To the people who hold the extreme positions, the people on the other side don't have valid points. The validity of a moral argument -- which both sides arguments are -- isn't a matter of fact, its something that only exists within a particular value framework.


>Most of the people who use the phrase "control women's body" of the "pro-life" side do, in fact, see that as the motivation of the pro-life side, and ditto with most of the people who use "murdering babies" to describe the "pro-choice" side.

That's the point.

>There's nothing dishonest about those particular examples. Yes, they aren't accurate to how the described side sees themselves,

So they are dishonest.

>That's not dishonest rhetoric, its a clash of fundamental values

No amount of making a random baseless assertion will turn it into a fact. Try spending some time working as a mediator with people with "extreme" views on this subject. You'll find their views are not actually extreme, they are just misrepresented.

>To the people who hold the extreme positions, the people on the other side don't have valid points.
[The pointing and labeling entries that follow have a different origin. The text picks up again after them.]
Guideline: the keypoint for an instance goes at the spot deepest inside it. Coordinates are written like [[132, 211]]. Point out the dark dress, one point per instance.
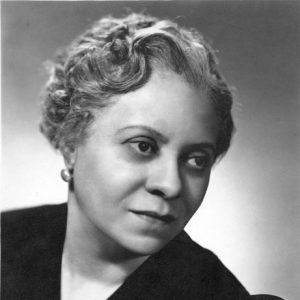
[[32, 244]]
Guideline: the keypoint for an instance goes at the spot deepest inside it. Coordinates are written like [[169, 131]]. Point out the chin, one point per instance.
[[146, 245]]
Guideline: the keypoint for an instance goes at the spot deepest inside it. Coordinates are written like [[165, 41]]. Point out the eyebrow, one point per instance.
[[151, 130], [164, 139], [201, 146]]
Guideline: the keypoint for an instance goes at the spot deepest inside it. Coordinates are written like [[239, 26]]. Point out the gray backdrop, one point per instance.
[[250, 217]]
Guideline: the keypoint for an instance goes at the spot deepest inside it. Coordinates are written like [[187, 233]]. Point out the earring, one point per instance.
[[66, 175]]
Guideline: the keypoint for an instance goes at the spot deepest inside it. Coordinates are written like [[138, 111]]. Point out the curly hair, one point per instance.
[[118, 55]]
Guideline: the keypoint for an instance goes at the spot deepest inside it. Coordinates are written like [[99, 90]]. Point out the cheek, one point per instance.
[[104, 175], [196, 189]]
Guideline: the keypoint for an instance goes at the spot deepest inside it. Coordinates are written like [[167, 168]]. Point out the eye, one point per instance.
[[198, 162], [144, 147]]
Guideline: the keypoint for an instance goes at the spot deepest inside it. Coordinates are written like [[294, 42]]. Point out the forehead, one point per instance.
[[167, 103]]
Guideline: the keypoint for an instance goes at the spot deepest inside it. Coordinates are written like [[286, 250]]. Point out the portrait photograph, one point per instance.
[[150, 150]]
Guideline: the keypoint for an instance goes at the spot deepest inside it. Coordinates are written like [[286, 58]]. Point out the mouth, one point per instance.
[[151, 215]]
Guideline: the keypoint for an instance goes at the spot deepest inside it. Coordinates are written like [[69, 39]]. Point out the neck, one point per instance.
[[89, 253]]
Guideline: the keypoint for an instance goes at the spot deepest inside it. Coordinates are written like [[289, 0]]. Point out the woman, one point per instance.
[[140, 113]]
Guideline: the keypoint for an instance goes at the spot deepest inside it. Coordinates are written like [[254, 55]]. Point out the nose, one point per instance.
[[164, 180]]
Again, that's the point. Is this some kind of joke? Yes, the whole point is what A thinks about B is false, and what B thinks about A is false. A doesn't think B has a valid opinion because they don't know B's actual opinion, just a deliberate misrepresentation of it by the people who created the harmful rhetoric in the first place.


> So they are dishonest.

"Honest" means that the speaker believes it, not that it is true. If it accurately represents what the speaker believes -- colored by the speakers values -- it is honest even if it is not accurate.

> No amount of making a random baseless assertion will turn it into a fact.

Its neither random nor baseless, but, in any case, "honest" doesn't mean "well-founded".

> Try spending some time working as a mediator with people with "extreme" views on this subject.

I've spent quite a lot of time with people with views at pretty much every point on the spectrum, from hardline activists on both sides to people everywhere in between.

There are plenty of people with actually extreme views. There are plenty of people with relatively moderate views that are seen -- honestly -- as indistinguishable from opposing extremists by extremist of one or the other side (sometimes from both sides.)

> >To the people who hold the extreme positions, the people on the other side don't have valid points.

> Again, that's the point.

Its the exact opposite of what you said when you claimed that the rhetoric was merely an expression constructed to prevent people from seeing that the opposing side has valid points, and the opposite of your claims of dishonesty. So while it is my point, I think its directly opposed to yours.

Unless your point contains multiple self-contradictions.


I can't imagine any way to make it clearer for you, sorry. But perhaps I can set you on a path that might help. The word "honest" does not only mean "sincere; frank". It can also mean "honorable in principles, intentions, and actions; upright and fair".


I didn't realize it was a competition between the sexes. Pick your side and game on, then.